Plong rasane njero dadaku.
Rasane mak plong, njero atiku By:
Didi Kempot.
Tiba-tiba aku tersadar dari
kepingan kejadian itu dan membuka mata. Mengingat barusan tadi sore menyaksikan
pengumuman 20 besar presenter 2013 PALTV. Derup kencang kembali menjalari
jantung. Dan mulai membaca nama-nama dan no urut peserta yang lolos. Mataku
melotot, seakan mau keluar dari tempatnya dan mendekati layar tv. Satu demi
satu aku membaca urutan nama itu.
Dan....1,2,3,4,5,6,7,8,. Sudah 8
finalis yang kubaca. Tak ada namaku atau nomor urutku. Gelisah. Cemas.

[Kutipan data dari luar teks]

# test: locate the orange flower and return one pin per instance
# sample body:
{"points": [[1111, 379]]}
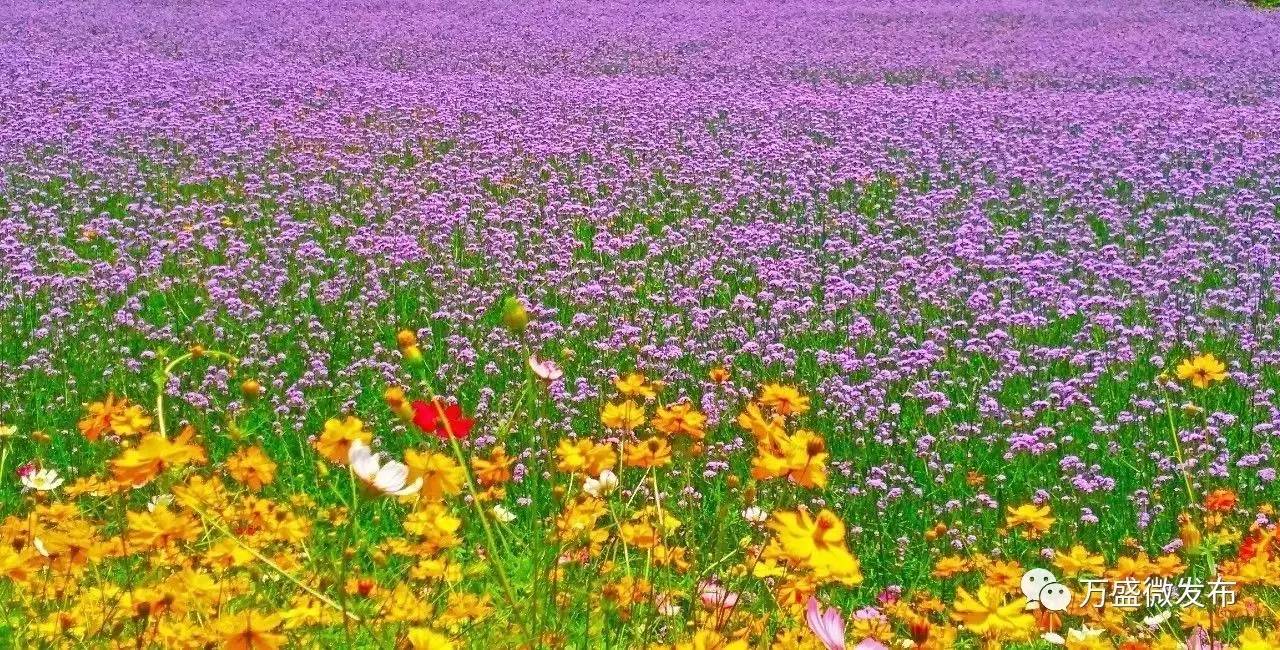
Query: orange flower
{"points": [[334, 442], [250, 631], [97, 421], [251, 467], [1220, 500], [494, 470], [1202, 370], [680, 419], [653, 452], [784, 399], [154, 454]]}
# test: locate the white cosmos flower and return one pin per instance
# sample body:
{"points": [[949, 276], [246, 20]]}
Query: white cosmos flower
{"points": [[388, 477], [755, 515], [44, 480], [503, 515], [602, 486], [545, 370]]}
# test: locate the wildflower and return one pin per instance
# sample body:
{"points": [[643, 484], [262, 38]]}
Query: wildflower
{"points": [[100, 415], [407, 343], [426, 639], [250, 630], [584, 456], [755, 515], [1202, 370], [653, 452], [338, 435], [131, 421], [502, 513], [455, 422], [626, 416], [634, 384], [1220, 500], [251, 389], [784, 399], [987, 614], [160, 529], [950, 566], [680, 419], [602, 486], [544, 370], [716, 596], [398, 403], [1079, 561], [818, 543], [387, 477], [252, 467], [515, 315], [827, 626], [494, 470], [42, 480], [155, 454], [1036, 518], [440, 475]]}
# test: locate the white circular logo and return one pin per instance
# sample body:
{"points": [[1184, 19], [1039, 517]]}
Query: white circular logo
{"points": [[1036, 580]]}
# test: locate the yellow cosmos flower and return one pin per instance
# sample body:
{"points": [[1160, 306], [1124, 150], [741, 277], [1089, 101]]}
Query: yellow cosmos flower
{"points": [[1079, 561], [653, 452], [251, 467], [1202, 370], [626, 416], [635, 385], [987, 614], [250, 631], [680, 419], [334, 442], [1034, 518], [426, 639], [442, 475], [784, 399], [817, 543]]}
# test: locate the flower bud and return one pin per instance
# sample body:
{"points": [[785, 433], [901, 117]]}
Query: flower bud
{"points": [[406, 339], [1189, 534], [250, 388], [515, 316], [400, 404]]}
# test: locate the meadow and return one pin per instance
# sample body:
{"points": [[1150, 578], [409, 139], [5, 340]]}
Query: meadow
{"points": [[667, 325]]}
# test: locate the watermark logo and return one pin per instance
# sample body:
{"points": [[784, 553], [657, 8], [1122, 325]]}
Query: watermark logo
{"points": [[1043, 591]]}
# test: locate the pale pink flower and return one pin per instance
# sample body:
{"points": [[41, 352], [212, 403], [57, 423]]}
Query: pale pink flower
{"points": [[827, 626]]}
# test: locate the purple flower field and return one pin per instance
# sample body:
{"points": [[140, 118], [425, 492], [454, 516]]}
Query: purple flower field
{"points": [[979, 236]]}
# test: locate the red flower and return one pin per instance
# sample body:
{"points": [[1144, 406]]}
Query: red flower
{"points": [[426, 416]]}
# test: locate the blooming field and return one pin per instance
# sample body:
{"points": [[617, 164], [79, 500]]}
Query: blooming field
{"points": [[672, 324]]}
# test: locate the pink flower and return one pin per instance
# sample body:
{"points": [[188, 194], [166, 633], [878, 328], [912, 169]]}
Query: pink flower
{"points": [[545, 370], [716, 596], [827, 626]]}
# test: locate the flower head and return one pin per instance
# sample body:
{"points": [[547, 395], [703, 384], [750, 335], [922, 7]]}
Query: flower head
{"points": [[1202, 370], [827, 626], [545, 370], [389, 477], [42, 480], [442, 421]]}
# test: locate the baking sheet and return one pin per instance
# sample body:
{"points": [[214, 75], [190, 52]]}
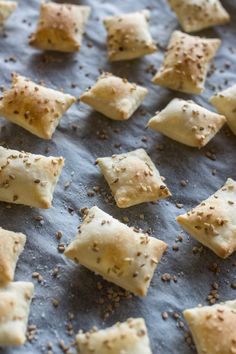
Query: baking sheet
{"points": [[79, 139]]}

Penasaran. Senang. Sedih. Takut. Campur jadi satu. Namun ku menabahkan hati
untuk terus membaca finalis selanjutnya. Dan mataku terbelalak. Finalis ke
sembilan dengan nomor urut 185. Ya benar. Aku tidak salah membaca. 185 lolos.
Hatiku terhenti sejenak meyakinkan bahwa itu nomor 185. Jantungku berdetak
menurun. Seakan mendapat jawaban dari yang dicari. Senang, namun samar.

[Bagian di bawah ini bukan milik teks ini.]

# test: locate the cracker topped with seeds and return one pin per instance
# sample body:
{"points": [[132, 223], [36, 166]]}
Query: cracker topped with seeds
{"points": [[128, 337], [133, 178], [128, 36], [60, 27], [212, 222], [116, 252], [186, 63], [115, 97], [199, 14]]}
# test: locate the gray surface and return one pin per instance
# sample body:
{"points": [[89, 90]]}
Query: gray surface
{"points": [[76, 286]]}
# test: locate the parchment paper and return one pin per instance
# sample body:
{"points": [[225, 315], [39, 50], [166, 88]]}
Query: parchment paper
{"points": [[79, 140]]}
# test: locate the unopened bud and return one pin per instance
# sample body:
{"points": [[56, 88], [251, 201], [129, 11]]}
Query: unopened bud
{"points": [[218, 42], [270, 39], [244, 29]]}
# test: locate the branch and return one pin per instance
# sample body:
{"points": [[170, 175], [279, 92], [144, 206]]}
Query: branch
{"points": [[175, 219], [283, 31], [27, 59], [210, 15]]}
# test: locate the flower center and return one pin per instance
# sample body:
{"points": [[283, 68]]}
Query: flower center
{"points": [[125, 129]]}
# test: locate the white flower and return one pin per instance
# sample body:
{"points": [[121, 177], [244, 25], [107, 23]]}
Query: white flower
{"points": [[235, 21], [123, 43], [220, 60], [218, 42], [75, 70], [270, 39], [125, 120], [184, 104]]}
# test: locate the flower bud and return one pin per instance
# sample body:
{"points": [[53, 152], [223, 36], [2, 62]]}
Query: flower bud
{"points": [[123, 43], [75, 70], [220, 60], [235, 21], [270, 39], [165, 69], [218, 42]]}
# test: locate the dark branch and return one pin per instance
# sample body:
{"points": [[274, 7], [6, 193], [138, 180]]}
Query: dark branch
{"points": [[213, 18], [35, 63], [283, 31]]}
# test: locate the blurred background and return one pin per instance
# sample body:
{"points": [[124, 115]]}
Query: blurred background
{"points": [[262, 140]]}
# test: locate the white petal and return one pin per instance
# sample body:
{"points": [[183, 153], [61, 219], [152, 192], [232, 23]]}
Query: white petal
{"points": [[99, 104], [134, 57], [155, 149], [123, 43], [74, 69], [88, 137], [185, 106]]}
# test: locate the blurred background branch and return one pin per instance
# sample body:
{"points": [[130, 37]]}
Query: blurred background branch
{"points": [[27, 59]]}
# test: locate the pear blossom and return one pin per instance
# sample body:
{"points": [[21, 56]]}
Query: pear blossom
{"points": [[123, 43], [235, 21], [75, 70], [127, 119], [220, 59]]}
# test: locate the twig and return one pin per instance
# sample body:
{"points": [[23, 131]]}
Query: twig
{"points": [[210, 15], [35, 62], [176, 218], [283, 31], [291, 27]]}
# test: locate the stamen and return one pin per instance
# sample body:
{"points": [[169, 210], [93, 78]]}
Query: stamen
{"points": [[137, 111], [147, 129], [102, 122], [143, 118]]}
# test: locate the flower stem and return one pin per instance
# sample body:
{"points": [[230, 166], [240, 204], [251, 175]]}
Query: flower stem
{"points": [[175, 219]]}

Benarkan itu 185. Nomor urut yang tak asing bagiku. Namun hati terus dipenjara
kegelisahan. Akupun membaca namanya untuk menyakinkan.
“Qori bla...bla..bla”. benar. Itu
185. Namun nama pesertanya Q ori. Kegelisahanku
kembali menjadi-jadi dan mencoba-coba mengingat kembali nomor pesertaku.
Memoriku mencari. Dan muncul angka..... “seratus delapan.....” hm... akupun
mengingat kembali. “seratus delapan empat”. Ya benar. Nomor pesertaku adalah
184. Seketika, detik jam terasa berhenti. Semuanya berhenti dan berhenti. Hanya
air, air mata yang ingin keluar dari bendunganya. Dan akhirnya menetes juga.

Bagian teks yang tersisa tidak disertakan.